A number of issues merit separate comment. It is refreshing to discover that, contrary to what many believe, Caesar had no real notion what to do with the republic. On Augustus, too, Alston is good as he demonstrates that the emperor, when necessary, could be as ruthless as the triumvir. We all know that Augustus proceeded in a pragmatic fashion as he inserted himself into the republican system, but Alston demonstrates how precarious, at times, his position could be. We do need to remember, though, that he succeeded; here a comparison with Caligula might be useful. Augustus was circumspect, Caligula extravagant so that one died in his bed, the other was assassinated. Good, too, is Alston’s treatment of the love-affairs of Augustus’ daughter, Julia (pp. 321-325). Too often in this and similar cases, we meet with a magisterial dismissal, such as ‘mere gossip’ from those who have not weighed the evidence or taken account of curial life. But Alston is judicious and, rightly in my view, concludes that there is a basis of fact here. Less successful, perhaps, is his attempt to claim that his predecessors downplayed the violence of these years, although I, at least, would not quarrel with the notion that in the republic the nobility controlled the business of state, while under the empire they did so by one man’s leave. Alston also likes to speak of the upper classes of Rome as forming a network. To me, this wears a somewhat anachronistic air, making the rulers of Rome sound like twenty-first century entrepreneurs or thrusting young academics. The excesses of some of its less skilled practitioners, together with changes in scholarly fashion, mean that prosopography is no longer utilised as much as it once was, but its proper application here would have served to highlight the nexus of relationships which bound the Roman military together. Alston also speaks of distribution of reserves. Perhaps ‘patronage’ might be a more appropriate term?

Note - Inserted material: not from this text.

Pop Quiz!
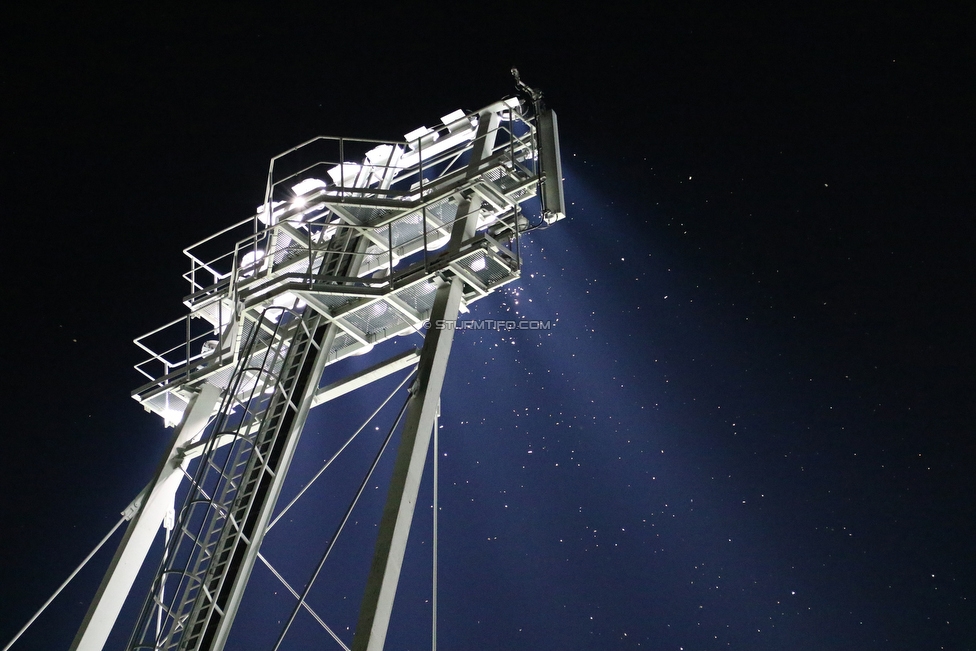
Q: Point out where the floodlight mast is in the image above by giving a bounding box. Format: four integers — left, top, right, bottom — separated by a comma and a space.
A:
71, 86, 565, 651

There are a number of doubtful or simply erroneous statements to be found in this book. Caesarion was not Caesar’s only child (p. 22). A ‘new man’ is not someone ‘without a distinguished heritage of senatorial service’ (p. 45). Alston places the battlefield of Vercellae near Milan but research published as long ago as the 1950s demonstrated that the neighbourhood of Rovigo is more likely (p. 46). Rome’s first civil war was in 83-82 BC and not in 84-81 BC (pp. 50, 136). Sulla did not force Caesar into exile (p. 58). Marian exiles were not restored in 70 BC. This appears to be a confusion with the followers of Lepidus, cos. 78 BC (p. 59). The Labienus who led the Parthians in 41 BC was not Caesar’s former legate but his son (p. 184). Augustus did not invent the Lusus Troiae (p. 227). Caesar’s first consulship was in 59 BC, not 60 BC (p. 340).

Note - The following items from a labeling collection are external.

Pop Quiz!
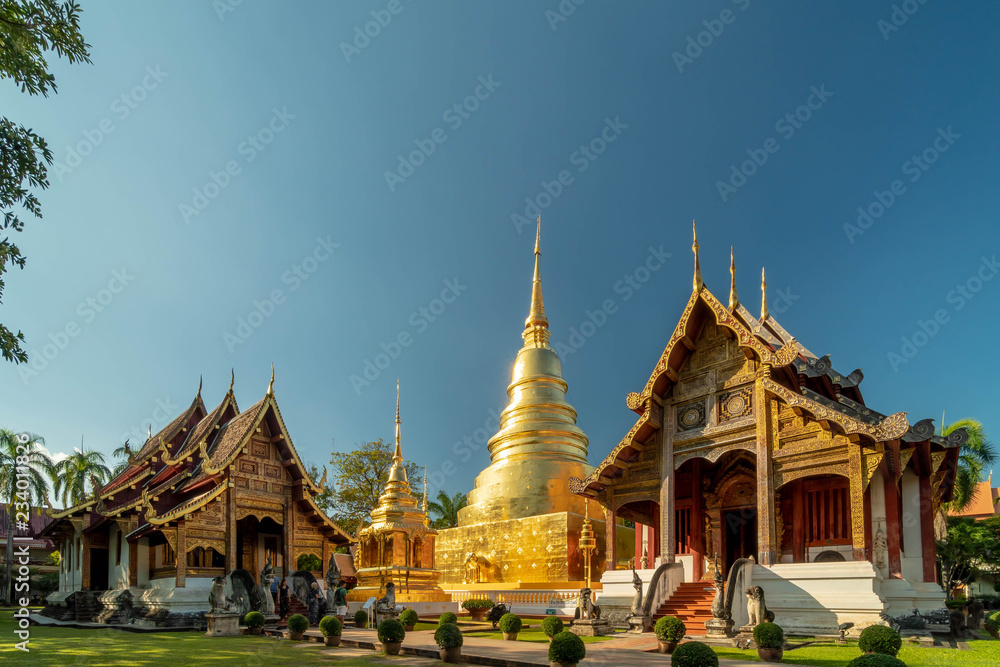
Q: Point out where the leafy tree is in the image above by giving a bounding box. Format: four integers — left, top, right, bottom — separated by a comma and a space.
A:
53, 449, 111, 507
427, 491, 468, 528
0, 429, 52, 604
0, 0, 90, 363
941, 419, 996, 511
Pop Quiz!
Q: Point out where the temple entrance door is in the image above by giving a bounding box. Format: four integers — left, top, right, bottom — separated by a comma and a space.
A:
722, 507, 757, 567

There is not a great deal that is new here. The strength of the book lies elsewhere. If we except the slips I have noted, Alston provides the putative reader with a reliable and also accessible narrative of the period. Leavened with a dry wit (see, for instance, p. 64 on Cicero’s poetry or p. 374, n34 where contemporary politicians, who sleep with their opponents’ wives, are advised to adopt Augustus’ excuse that they were doing it to discover what their husbands were up to), Alston is consistently clear and lively in exposition. Those who are new to the period will be well served.